El apartamento Barberini, del siglo XVIII, que atrae por sus ricas decoraciones al estilo rococó está en el segundo piso. En esta planta también están 13 salas dedicadas a pintores italianos del siglo XVIII, dos salas dedicadas a artistas franceses del siglo XVIII y la sección de artes decorativas del siglo XVIII, con muebles, porcelanas y trajes de la época rococó.

         Cristo y la adúltera de Tintoretto

El edificio es sede de la colección de la Galería Nacional de Arte Antigua y contiene más de 1.400 obras, en sus 34 salas, de grandes artistas italianos y extranjeros de los siglos XIII al XVIII, pero es especialmente rica en obras maestras de los siglos XVI y XVII. Están representados Rafael, Tiziano, el Greco, Caravaggio, Tintoretto, Holbein el Joven, Guido Reni y muchos otros artistas de primera fila.
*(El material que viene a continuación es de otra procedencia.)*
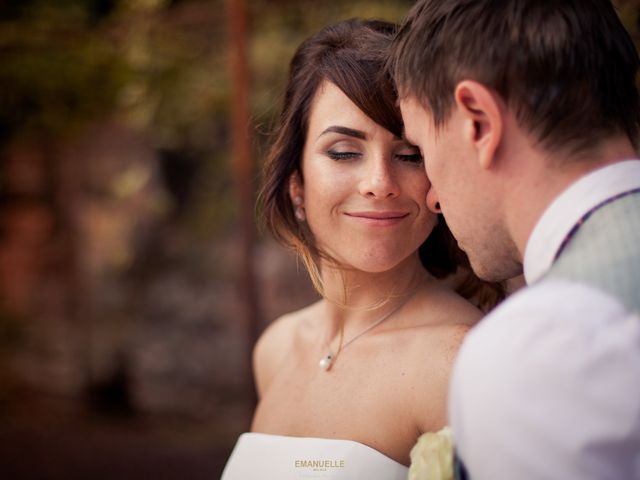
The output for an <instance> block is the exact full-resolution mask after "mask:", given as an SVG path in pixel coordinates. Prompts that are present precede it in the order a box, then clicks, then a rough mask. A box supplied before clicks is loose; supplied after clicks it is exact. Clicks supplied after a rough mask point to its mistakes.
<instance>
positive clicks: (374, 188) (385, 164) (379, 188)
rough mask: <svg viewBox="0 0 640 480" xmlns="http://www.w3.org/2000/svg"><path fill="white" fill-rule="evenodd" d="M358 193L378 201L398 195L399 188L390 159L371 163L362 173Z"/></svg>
mask: <svg viewBox="0 0 640 480" xmlns="http://www.w3.org/2000/svg"><path fill="white" fill-rule="evenodd" d="M360 193H361V194H362V195H364V196H367V197H373V198H378V199H384V198H394V197H397V196H398V195H399V194H400V187H399V185H398V181H397V179H396V175H395V172H394V169H393V166H392V165H391V161H390V159H386V158H380V159H377V160H375V161H371V162H370V164H369V165H367V166H366V168H365V171H364V172H363V178H362V181H361V182H360Z"/></svg>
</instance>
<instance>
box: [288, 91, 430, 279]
mask: <svg viewBox="0 0 640 480" xmlns="http://www.w3.org/2000/svg"><path fill="white" fill-rule="evenodd" d="M302 176H303V182H302V184H301V182H300V179H299V177H298V176H297V175H294V176H293V177H292V186H291V193H292V195H293V196H297V195H300V196H302V198H303V200H304V209H305V213H306V218H307V220H306V221H307V222H308V225H309V228H310V229H311V232H312V233H313V235H314V237H315V240H316V245H317V247H318V248H319V249H320V250H322V251H324V252H326V253H328V254H329V255H330V256H331V257H333V258H334V259H335V260H337V261H338V262H340V263H341V264H342V265H344V266H347V267H351V268H355V269H357V270H361V271H366V272H372V273H373V272H384V271H388V270H390V269H393V268H394V267H396V266H398V265H399V264H400V263H401V262H403V261H404V260H406V259H408V258H409V257H410V256H412V254H415V253H416V251H417V250H418V247H419V246H420V245H421V244H422V242H423V241H424V240H425V239H426V238H427V236H428V235H429V233H431V230H432V229H433V227H434V225H435V223H436V216H435V214H434V213H432V212H431V211H429V210H428V208H427V204H426V196H427V191H428V189H429V181H428V180H427V177H426V174H425V171H424V167H423V164H422V158H421V157H420V154H419V152H418V150H417V149H416V148H415V147H413V146H411V145H409V144H408V143H407V142H405V141H404V140H402V139H400V138H397V137H395V136H394V135H393V134H392V133H391V132H389V131H388V130H385V129H384V128H383V127H381V126H380V125H378V124H376V123H375V122H374V121H373V120H371V119H370V118H369V117H367V116H366V115H365V114H364V113H363V112H362V111H361V110H360V109H359V108H358V107H357V106H356V105H355V104H354V103H353V102H352V101H351V100H350V99H349V98H348V97H347V96H346V95H345V94H344V93H343V92H342V90H340V89H339V88H338V87H337V86H336V85H334V84H333V83H331V82H326V81H325V82H323V83H322V84H321V86H320V88H319V89H318V92H317V93H316V95H315V98H314V100H313V103H312V106H311V112H310V117H309V129H308V131H307V141H306V144H305V146H304V151H303V157H302ZM413 259H417V256H415V257H413Z"/></svg>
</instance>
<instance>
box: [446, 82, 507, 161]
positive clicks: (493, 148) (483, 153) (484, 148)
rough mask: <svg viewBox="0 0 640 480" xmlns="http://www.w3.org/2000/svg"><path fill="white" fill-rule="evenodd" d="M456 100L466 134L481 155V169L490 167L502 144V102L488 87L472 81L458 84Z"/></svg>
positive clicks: (479, 159)
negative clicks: (464, 122)
mask: <svg viewBox="0 0 640 480" xmlns="http://www.w3.org/2000/svg"><path fill="white" fill-rule="evenodd" d="M454 100H455V102H456V105H457V107H458V110H459V111H460V113H461V114H462V115H463V119H464V120H463V121H464V122H465V123H466V124H467V127H468V128H466V131H465V134H466V135H467V136H468V140H469V141H470V142H471V143H472V145H474V147H475V149H476V151H477V153H478V161H479V163H480V166H481V168H484V169H487V168H490V167H491V166H492V165H493V164H494V160H495V154H496V150H497V149H498V146H499V145H500V142H501V141H502V132H503V126H504V119H503V117H502V115H503V110H502V108H501V107H502V102H501V100H500V99H499V97H498V96H497V95H496V94H495V93H493V92H492V91H491V90H489V89H488V88H487V87H485V86H484V85H482V84H481V83H478V82H475V81H473V80H463V81H461V82H460V83H458V85H457V86H456V90H455V93H454Z"/></svg>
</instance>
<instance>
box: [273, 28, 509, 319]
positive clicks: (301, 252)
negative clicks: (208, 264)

 “Retrato de Maffeo Barberini”
En marzo de 2026, el gobierno italiano anunció la adquisición para este museo de la obra “Retrato de Maffeo Barberini” (Urbano VIII como Papa), de Caravaggio, que estaba en manos privadas, por 30 millones de euros. 
Lo mejor del palacio
Como siempre digo, recomiendo estos puntos de interés, pero siempre teniendo en cuenta que son gustos personales y cualquiera de los aspectos de éste y de cualquier monumento, edificio, museo, obra o cualquier producción humana…, merece ser contemplado con interés y apreciación de sus valores, sean los que sean. En el caso del museo Barberini yo destacaría lo siguiente:
Escalera de Bernini
El gran salón central, proyectado por Bernini, que ocupa toda la altura del edificio y cuya bóveda está decorada con el monumental fresco de Pietro da Cortona, El triunfo de la Divina Providencia, una de las obras cumbres del ilusionismo barroco.
El cuerpo central de la fachada, obra de Bernini, con dos galerías acristaladas sobre el pórtico de entrada, decorados en orden dórico, jónico y corintio.
Escalera de Borromini
La gran escalera de acceso al primer piso, obra de Bernini de carácter representativo, monumental y pensada para las tareas públicas del  palacio.
La elegante escalera helicoidal, realizada por Borromini siguiendo un estilo clásico, que da servicio al ala sur del palacio y complementa la de Bernini y destinada a una circulación más privada.